6. Il ressort des pièces du dossier que le requérant a demandé le 30 août 2023 à être assisté de Me Ciaudo lors de sa comparution devant la commission de discipline le 5 septembre 2023. Ce dernier a été informé de cette demande d'assistance le 31 août 2023 par un courriel auquel il a répondu qu'il ne pourrait être présent. Dès lors que l'avocat de M. B a été informé de la procédure disciplinaire intentée à l'encontre de son client et mis en mesure d'être présent lors de la commission de discipline, qu'aucun report n'a été demandé et qu'il ne ressort pas des pièces du dossier que M. B ait demandé à défaut l'assistance d'un autre avocat, il n'est pas fondé à soutenir que ses droits de la défense ont été méconnus du fait qu'il n'a pas été assisté d'un avocat.

Sur la légalité interne :

7. En premier lieu, il est reproché au requérant la possession dans sa cellule d'un smartphone, d'un câble de chargement, d'un chargeur et d'un yoyo. Pour contester la matérialité de ces faits, M. B soutient que ces objets ont été placés dans ses affaires par des surveillants ou des auxiliaires à l'occasion d'un précédent placement en cellule disciplinaire. Eu égard, d'une part, aux garanties entourant le déplacement et la conservation des affaires des détenus lors de leur placement au quartier disciplinaire, d'autre part, aux précautions prises pour dissimuler ces objets, cachés pour les uns dans une chaussette, elle-même rangée dans le double fond d'une boîte à tondeuse, pour les autres dans une boîte de sel, les allégations du requérant selon lesquelles ces objets auraient été placés à dessein dans ses affaires pour lui nuire ne sont pas crédibles. Par suite, M. B n'est pas fondé à soutenir que la sanction litigieuse repose sur des faits matériellement inexacts.

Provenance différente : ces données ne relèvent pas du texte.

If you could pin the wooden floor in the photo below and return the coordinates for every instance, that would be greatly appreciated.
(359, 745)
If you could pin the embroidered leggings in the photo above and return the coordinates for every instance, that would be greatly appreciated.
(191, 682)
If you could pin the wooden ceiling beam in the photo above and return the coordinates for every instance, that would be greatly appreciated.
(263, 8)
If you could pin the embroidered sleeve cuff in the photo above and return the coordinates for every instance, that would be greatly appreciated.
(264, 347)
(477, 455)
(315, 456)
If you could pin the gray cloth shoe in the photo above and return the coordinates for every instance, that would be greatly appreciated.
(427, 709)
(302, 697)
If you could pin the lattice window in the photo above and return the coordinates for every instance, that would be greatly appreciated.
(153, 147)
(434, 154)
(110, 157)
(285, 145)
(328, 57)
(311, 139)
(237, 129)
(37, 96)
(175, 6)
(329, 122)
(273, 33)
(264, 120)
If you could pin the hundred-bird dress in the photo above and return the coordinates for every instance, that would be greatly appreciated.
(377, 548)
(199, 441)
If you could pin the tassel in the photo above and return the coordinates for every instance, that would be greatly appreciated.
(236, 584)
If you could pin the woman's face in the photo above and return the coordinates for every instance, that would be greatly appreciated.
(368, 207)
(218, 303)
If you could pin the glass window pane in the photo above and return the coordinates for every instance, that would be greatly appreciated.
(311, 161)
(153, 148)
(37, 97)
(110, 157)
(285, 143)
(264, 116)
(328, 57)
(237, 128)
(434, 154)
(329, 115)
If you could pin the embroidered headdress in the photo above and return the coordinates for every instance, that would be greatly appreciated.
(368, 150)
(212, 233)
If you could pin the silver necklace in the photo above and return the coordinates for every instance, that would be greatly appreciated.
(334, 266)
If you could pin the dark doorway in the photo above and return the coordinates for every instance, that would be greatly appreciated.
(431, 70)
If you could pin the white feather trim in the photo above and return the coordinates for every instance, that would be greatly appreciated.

8. En second lieu, le moyen tiré de ce que la sanction est disproportionnée dès lors que la provenance des objets trouvés dans les affaires de M. B est incertaine doit, pour les mêmes motifs que ceux exposés au point précédent, être écarté.

9. Il résulte de tout ce qui précède que les conclusions de M. B à fin d'annulation de la décision du 28 septembre 2023, ainsi que, par voie de conséquence, ses conclusions présentées sur le fondement des dispositions combinées de l'article L. 761-1 du code de justice administrative et de l'article 37 de la loi du 10 juillet 1991 relative à l'aide juridique, doivent être rejetées.

D E C I D E :

Article 1er : La requête de M. B est rejetée.

Article 2 : Le présent jugement sera notifié à M. A B, au ministre d'Etat, garde des sceaux, ministre de la justice et à Me Ciaudo.

Délibéré après l'audience du 12 juin 2025, à laquelle siégeaient :

M. Rees, président,

Mme Dobry, première conseillère,

Mme Poittevin, conseillère.

Rendu public par mise à disposition au greffe le 3 juillet 2025.

La rapporteure,

S. DOBRY

Le président,

P. REES La greffière,

V. IMMELÉ

La République mande et ordonne au ministre d'Etat, garde des sceaux, ministre de la justice en ce qui le concerne ou à tous commissaires de justice à ce requis en ce qui concerne les voies de droit commun contre les parties privées, de pourvoir à l'exécution de la présente décision.